Şeref ve haysiyetleriyle yürüyenlerin içinden yolda kalanlar da eksik olmaz. Bunlar da birkaç gruba ayrılabilirler. Yorulup çekilenler, evlâd ü ıyal derdiyle geri duranlar elbette mazurdur, diğerleri için konuşulabilir. “Dünya kaynıyor. Türkiye ise bir illüzyonun dümen suyunda. Benim yapabileceğim hiçbir şey yok. Üstelik ezilirim, üzülürüm. Çare yok, geri duracağım..” diyenler olur. Bu kaçış da insancadır. Saygıya layık değildir ama mazur görülmeyeceği kolayına söylenemez. Dünyanın her yerinde insanların büyük çoğunluğu bu gruptadır. Oyunda seyircidirler. Kalabalıkların bakışı böyledir.

 

YOL AÇICILAR

Yalnız… bir yenilmez armada vardır ki kalabalıklara rağmen topluluk için yaşarlar. Adları farklı da olsa etiketleri ortaktır: Adanmışlar dediğimiz asil ruhlar, hedefe dosdoğru yürürler. İnsan topluluklarının ve toplumların idealistleridirler. Olmazlarsa olmayız.

Asıl diyeceğime şimdi geliyorum: Yaşama derdinde zorluk iç düzenini kurmadadır.

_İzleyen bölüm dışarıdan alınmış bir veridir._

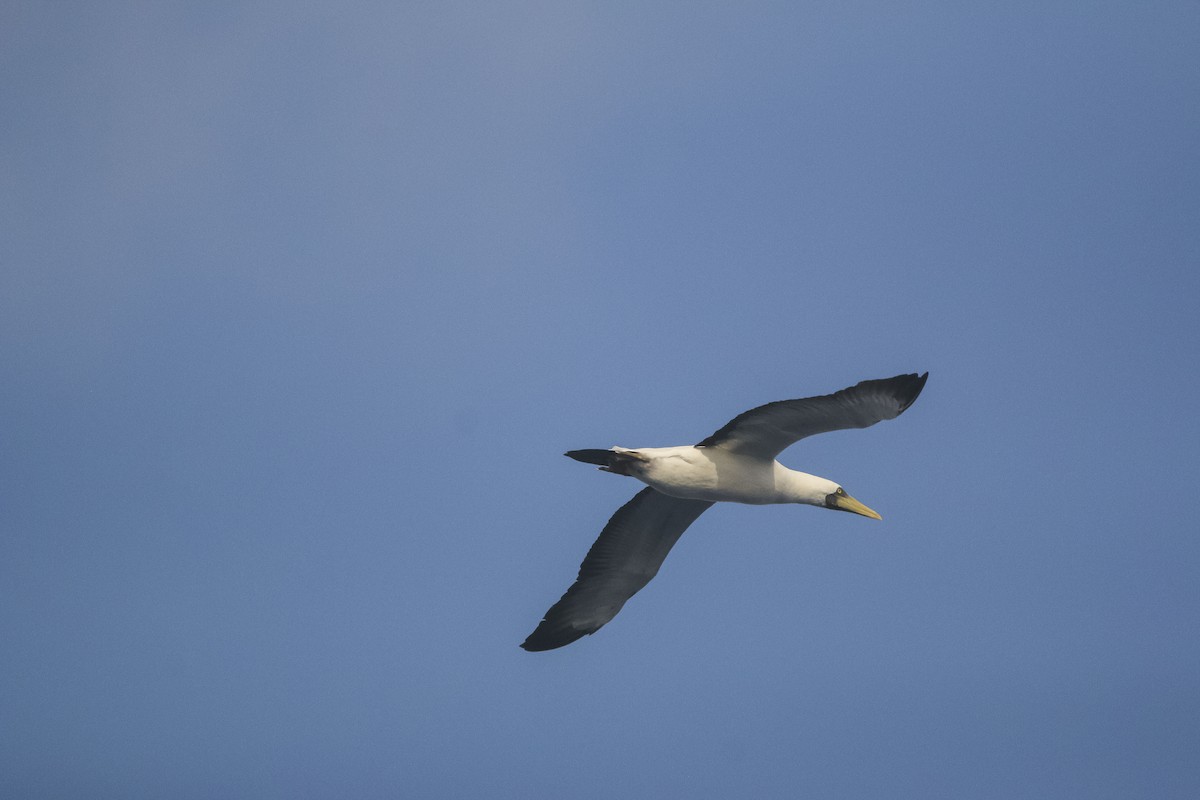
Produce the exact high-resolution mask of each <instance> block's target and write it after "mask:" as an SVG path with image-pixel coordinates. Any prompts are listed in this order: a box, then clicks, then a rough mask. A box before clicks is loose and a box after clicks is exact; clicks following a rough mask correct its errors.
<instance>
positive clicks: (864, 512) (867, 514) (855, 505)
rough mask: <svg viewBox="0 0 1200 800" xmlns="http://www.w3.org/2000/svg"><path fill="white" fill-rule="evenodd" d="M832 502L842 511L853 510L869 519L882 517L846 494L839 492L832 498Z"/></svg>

Kendini inşa, mistik yolculuklar, edebiyat ve sanat… Bu görünmez, az görünür, az ilgi çeker alanlarda olağanüstü bir idealizm gezinir. Pes etmeyen ruhların işidir. Şairin şiiri, bestekârın müziği, romancının hikâye edişi, ressamın çizgileri, görünmez, bilinmez güçlerle savaşarak elde edilen şahane zaferlerdir.

O zaferler bizi ayakta tutar. Günlük siyaset, ülke hali, dünya hali ilgi alanımızdadır, derdimizdir.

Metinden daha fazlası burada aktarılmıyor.